Marine Corps Air Station Beaufort -- In 1986, Richard Burris took the challenge of going through the rigorous 13-week training that is Marine Corps boot camp. Nearly three decades later, Burris’ son followed in those same yellow footsteps that transform young adults into Marines.
Now a master gunnery sergeant in the Marine Corps, Burris is known throughout the field of correctional specialists by name and by reputation. His position as the technical advisor at the Naval Consolidated Brig Charleston speaks well of his experience as a leader; leadership that spans not only through the enlisted ranks but carries over to officers. Naturally, his leadership transferred over to his family of five.
The story is common in the military; following a family tradition and serving country. What isn’t common is the opportunity for father and son to serve side by side in the same work environment.
Private First Class Kaelen Burris, a correctional specialist with the Naval Consolidated Brig v shipped to those same yellow footsteps in October 2013. Upon graduation, Kaelen, who had originally enlisted for reconnaissance in the infantry, was designated a correctional specialist after sustaining injuries during his initial training.
“[When] I went through [Infantry Training Battalion] I had an issue with my right knee but didn’t go to medical for it,” said Kaelen, a 21-year-old native of Jonesboro, Ga. “When I went to medical I had a torn meniscus and didn’t want to injure it any further making it a long-term injury.”
After injuring himself, Kaelen had the opportunity to choose an available Military Occupational Specialty and he chose to do what his father has been doing for nearly three decades.
“When they offered him different MOSs this is the one he chose and this is the one they gave him, luck of the draw, and he wanted the East Coast and they sent him to [Joint Base Charleston] so it’s kind of neat but whether he would have come here or not, I’m still proud of him,” said Burris, 51, a native of Fairfield, Ill.
Although Kaelen grew up in a Marine Corps environment, he did not know the particulars of his job when he started because his father was always vigilant about separating family from work.
“I didn’t push him into the Marine Corps or his MOS,” said Burris. “I never treated him as a recruit; I never let the stressors of work go home with me, because working in this environment you can get frustrated with the individuals that are here, but I left it all here.”

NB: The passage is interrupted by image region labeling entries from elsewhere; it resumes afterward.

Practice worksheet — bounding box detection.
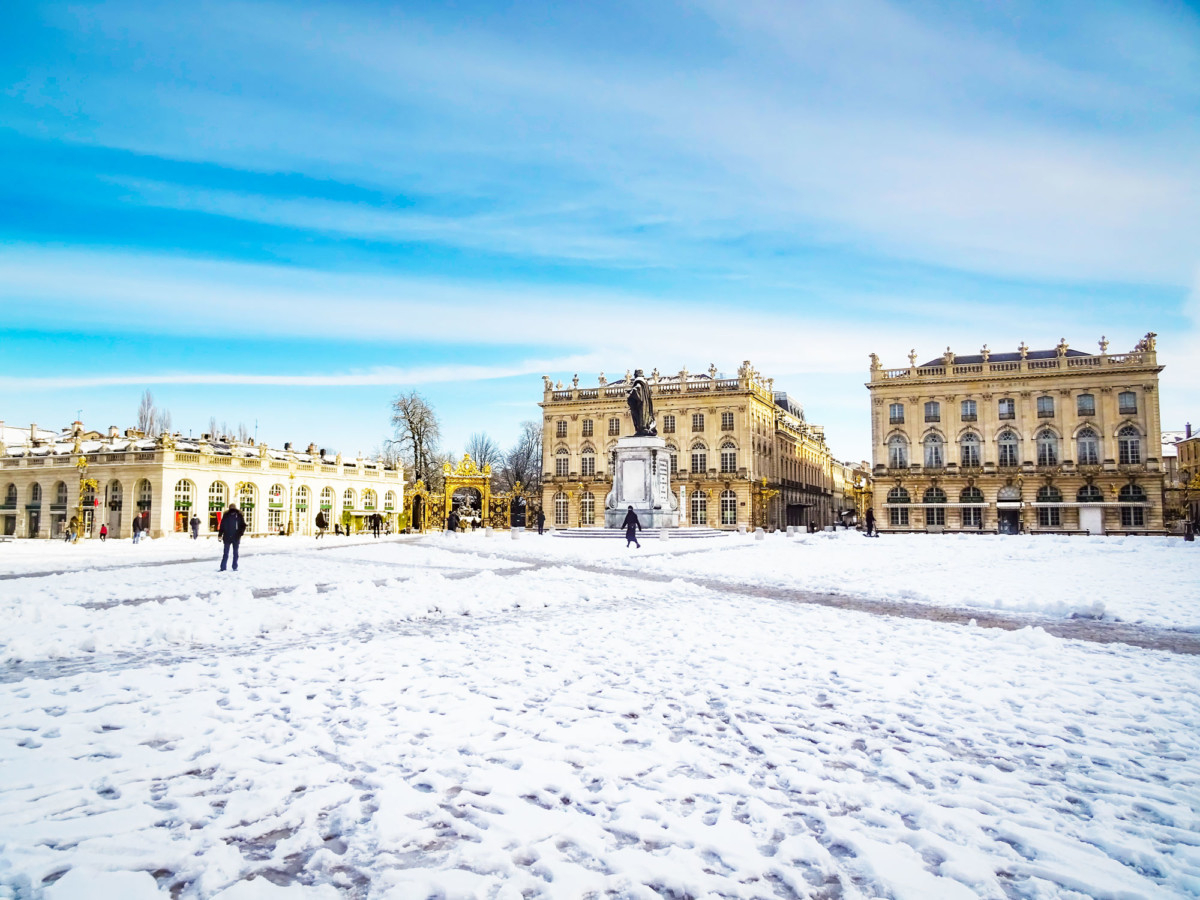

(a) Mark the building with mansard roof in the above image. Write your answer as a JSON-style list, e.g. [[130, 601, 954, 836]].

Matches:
[[866, 334, 1164, 534], [540, 361, 840, 529], [0, 421, 404, 538]]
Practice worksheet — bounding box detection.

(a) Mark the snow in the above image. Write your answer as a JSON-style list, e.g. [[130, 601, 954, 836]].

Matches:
[[0, 533, 1200, 900]]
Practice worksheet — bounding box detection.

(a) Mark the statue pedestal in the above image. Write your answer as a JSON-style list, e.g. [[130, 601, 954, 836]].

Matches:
[[604, 437, 679, 528]]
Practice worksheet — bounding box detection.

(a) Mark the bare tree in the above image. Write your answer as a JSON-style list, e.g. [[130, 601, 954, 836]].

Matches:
[[500, 421, 541, 494], [467, 431, 503, 469], [391, 391, 442, 485], [138, 388, 170, 437]]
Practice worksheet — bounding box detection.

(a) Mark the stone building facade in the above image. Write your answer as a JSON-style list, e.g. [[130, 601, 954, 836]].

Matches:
[[540, 361, 835, 529], [0, 422, 404, 538], [866, 334, 1164, 534]]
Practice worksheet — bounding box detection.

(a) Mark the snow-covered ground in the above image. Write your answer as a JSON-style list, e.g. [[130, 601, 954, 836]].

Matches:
[[0, 533, 1200, 900]]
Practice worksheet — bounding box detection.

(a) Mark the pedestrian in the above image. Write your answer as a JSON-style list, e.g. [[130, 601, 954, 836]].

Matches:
[[620, 506, 642, 550], [217, 503, 246, 571]]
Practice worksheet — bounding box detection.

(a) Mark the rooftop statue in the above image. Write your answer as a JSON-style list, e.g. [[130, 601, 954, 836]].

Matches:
[[625, 368, 659, 438]]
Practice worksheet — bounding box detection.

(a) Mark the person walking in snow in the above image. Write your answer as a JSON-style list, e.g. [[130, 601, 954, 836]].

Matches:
[[217, 503, 246, 571], [622, 506, 642, 550]]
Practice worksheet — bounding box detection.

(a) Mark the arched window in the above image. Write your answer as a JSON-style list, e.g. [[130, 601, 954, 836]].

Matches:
[[959, 431, 982, 467], [888, 487, 908, 528], [1075, 428, 1100, 466], [925, 434, 946, 469], [959, 486, 983, 528], [1037, 485, 1062, 528], [996, 430, 1021, 466], [721, 491, 738, 524], [1117, 485, 1146, 528], [1117, 425, 1141, 466], [175, 478, 196, 532], [1037, 428, 1058, 466], [721, 442, 738, 475]]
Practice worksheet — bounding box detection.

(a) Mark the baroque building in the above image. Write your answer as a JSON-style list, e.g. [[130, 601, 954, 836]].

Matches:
[[866, 334, 1164, 534], [540, 361, 836, 529], [0, 422, 404, 538]]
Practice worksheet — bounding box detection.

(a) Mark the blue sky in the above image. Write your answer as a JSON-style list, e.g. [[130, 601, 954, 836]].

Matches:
[[0, 0, 1200, 458]]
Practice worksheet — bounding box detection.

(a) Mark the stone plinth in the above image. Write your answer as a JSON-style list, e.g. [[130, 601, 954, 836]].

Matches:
[[604, 437, 679, 528]]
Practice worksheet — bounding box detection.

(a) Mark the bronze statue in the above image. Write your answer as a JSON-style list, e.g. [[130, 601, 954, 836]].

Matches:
[[625, 368, 659, 438]]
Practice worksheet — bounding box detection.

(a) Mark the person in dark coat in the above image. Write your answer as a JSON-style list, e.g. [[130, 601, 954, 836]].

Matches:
[[217, 503, 246, 571], [620, 506, 642, 550]]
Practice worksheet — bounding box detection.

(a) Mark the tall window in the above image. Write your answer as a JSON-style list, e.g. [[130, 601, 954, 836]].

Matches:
[[1038, 428, 1058, 466], [1117, 425, 1141, 466], [924, 487, 946, 526], [1117, 485, 1146, 528], [888, 487, 908, 528], [1075, 428, 1100, 466], [924, 434, 946, 469], [959, 494, 983, 528], [1037, 485, 1062, 528], [996, 431, 1021, 466], [721, 491, 738, 524], [721, 443, 738, 475], [959, 431, 979, 466]]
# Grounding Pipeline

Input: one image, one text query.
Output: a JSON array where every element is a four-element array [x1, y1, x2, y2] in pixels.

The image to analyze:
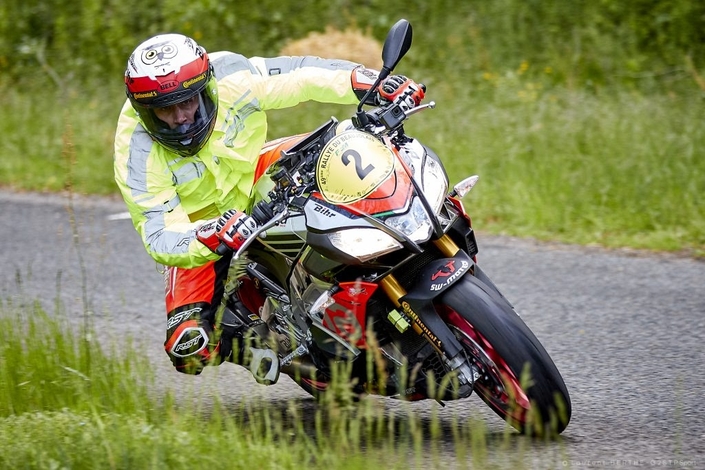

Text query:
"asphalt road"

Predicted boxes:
[[0, 191, 705, 468]]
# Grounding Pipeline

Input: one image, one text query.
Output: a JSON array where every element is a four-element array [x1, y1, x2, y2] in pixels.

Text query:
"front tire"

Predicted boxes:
[[437, 275, 572, 435]]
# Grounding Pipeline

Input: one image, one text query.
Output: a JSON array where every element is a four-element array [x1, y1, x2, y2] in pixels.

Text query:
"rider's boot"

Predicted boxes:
[[220, 300, 279, 385]]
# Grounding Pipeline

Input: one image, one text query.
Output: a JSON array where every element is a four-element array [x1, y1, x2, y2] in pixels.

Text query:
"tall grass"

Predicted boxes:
[[0, 301, 524, 469]]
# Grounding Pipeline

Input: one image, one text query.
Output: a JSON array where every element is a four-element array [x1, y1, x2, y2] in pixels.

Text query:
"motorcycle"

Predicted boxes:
[[221, 20, 571, 434]]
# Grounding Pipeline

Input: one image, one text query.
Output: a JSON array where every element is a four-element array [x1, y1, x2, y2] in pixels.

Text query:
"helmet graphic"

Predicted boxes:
[[125, 34, 218, 156]]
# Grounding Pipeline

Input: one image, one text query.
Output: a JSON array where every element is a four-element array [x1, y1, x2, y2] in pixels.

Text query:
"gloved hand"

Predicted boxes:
[[379, 75, 426, 111], [196, 209, 257, 252]]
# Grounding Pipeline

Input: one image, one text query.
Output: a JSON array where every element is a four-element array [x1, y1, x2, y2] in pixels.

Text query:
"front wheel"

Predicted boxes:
[[437, 276, 572, 435]]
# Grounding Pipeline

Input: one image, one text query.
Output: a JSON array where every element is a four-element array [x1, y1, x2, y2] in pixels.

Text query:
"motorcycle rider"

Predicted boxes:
[[114, 34, 424, 384]]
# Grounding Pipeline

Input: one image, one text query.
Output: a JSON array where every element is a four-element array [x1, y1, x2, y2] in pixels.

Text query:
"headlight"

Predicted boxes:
[[399, 140, 448, 215], [328, 228, 402, 263], [422, 157, 448, 215], [384, 197, 433, 243]]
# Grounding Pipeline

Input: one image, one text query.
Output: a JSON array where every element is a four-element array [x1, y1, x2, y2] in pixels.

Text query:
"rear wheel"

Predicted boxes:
[[437, 276, 572, 435]]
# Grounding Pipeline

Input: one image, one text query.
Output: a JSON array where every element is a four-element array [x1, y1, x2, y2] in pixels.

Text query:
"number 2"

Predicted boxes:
[[340, 150, 375, 180]]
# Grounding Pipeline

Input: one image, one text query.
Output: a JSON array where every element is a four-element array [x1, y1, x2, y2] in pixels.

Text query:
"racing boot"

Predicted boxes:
[[220, 300, 279, 385]]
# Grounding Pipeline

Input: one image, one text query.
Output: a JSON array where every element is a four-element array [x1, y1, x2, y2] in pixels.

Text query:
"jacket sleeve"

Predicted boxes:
[[214, 54, 378, 111], [114, 103, 218, 268]]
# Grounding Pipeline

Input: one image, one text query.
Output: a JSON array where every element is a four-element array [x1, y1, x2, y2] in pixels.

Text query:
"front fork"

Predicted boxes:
[[379, 234, 480, 396]]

“I knew a lot of the NCOs and SNCOs prior to joining the Marine Corps,” said Kaelen. “I definitely knew about the living conditions and Marine Corps in general, but the ins and outs of this MOS I’m learning just like everybody else.”
While Kaelen grows in his knowledge of the corrections field, the young Marine has a lot of mentors who worked with him before he claimed the title “Marine.” Prior to earning his eagle, globe and anchor Kaelen had trained with Gunnery Sgt. Scott Wean, who helped him prepare for the swim qualification test all Marines are required to complete. Wean had also served with Burris at Marine Corps Base Camp Lejeune.
“We have the grandfather of corrections and our newest little brother of corrections working in the same place,” said Wean, the prisoner management staff noncommissioned officer in charge at the brig and now Kaelen’s immediate supervisor. “[Kaelen] works extra hard because he knows some of the older staff his father has worked with will hold him to the high standards that were expected of them.”
“[Burris] raised us in this MOS, now we have the opportunity to raise his son,” said Wean.
For others the association with the newest correctional specialist at the brig goes back a lifetime.
“I used to babysit Kaelen when he was a toddler,” said Chief Warrant Officer Nolan, the Marine detachment officer in charge and operations officer of Naval Consolidated Brig Charleston. “I was a lance corporal when [Burris] was my staff sergeant.”
Both Burris’ stand at nearly six feet with muscular builds that speak of their passion for weight lifting, one of many passions passed from father to son. The Marines’ relation is unquestionable, but Burris promotes individualism in his son, from choices in careers to his performance at work.
Burris, who has deployed in support of Operation Iraq Freedom twice and is administratively responsible for all Marines in the Brig, says he really doesn’t converse with his son much at work.
“He’s professional, a lot of people said we would have issues working together but not really because he knows what is expected of him, and I know where I stand in his chain,” said Burris. “I’m proud of him, not just for being in this MOS or here but being in the Marine Corps. I let him make his own decisions and this is what he decided.”
Although the father and son team stay professional at work, having mom close by is one advantage that Kaelen has over his father.
“He’s welcomed anytime he wants, but he stays at the barracks, I let his mom do his laundry once a month,” said Burris. “We’ll abuse him for chores, I tell him to come home and mow the lawn.”
Although Kaelen still has chores at home, Burris says mom is excited that he got stationed at Joint Base Charleston as were his two younger sisters.
Jokingly, Burris said to Kaelen, “Don’t expect mom to bail you out anymore.”
Kaelen, who is looking to pursue a degree in sociology, plans to continue a career in law enforcement.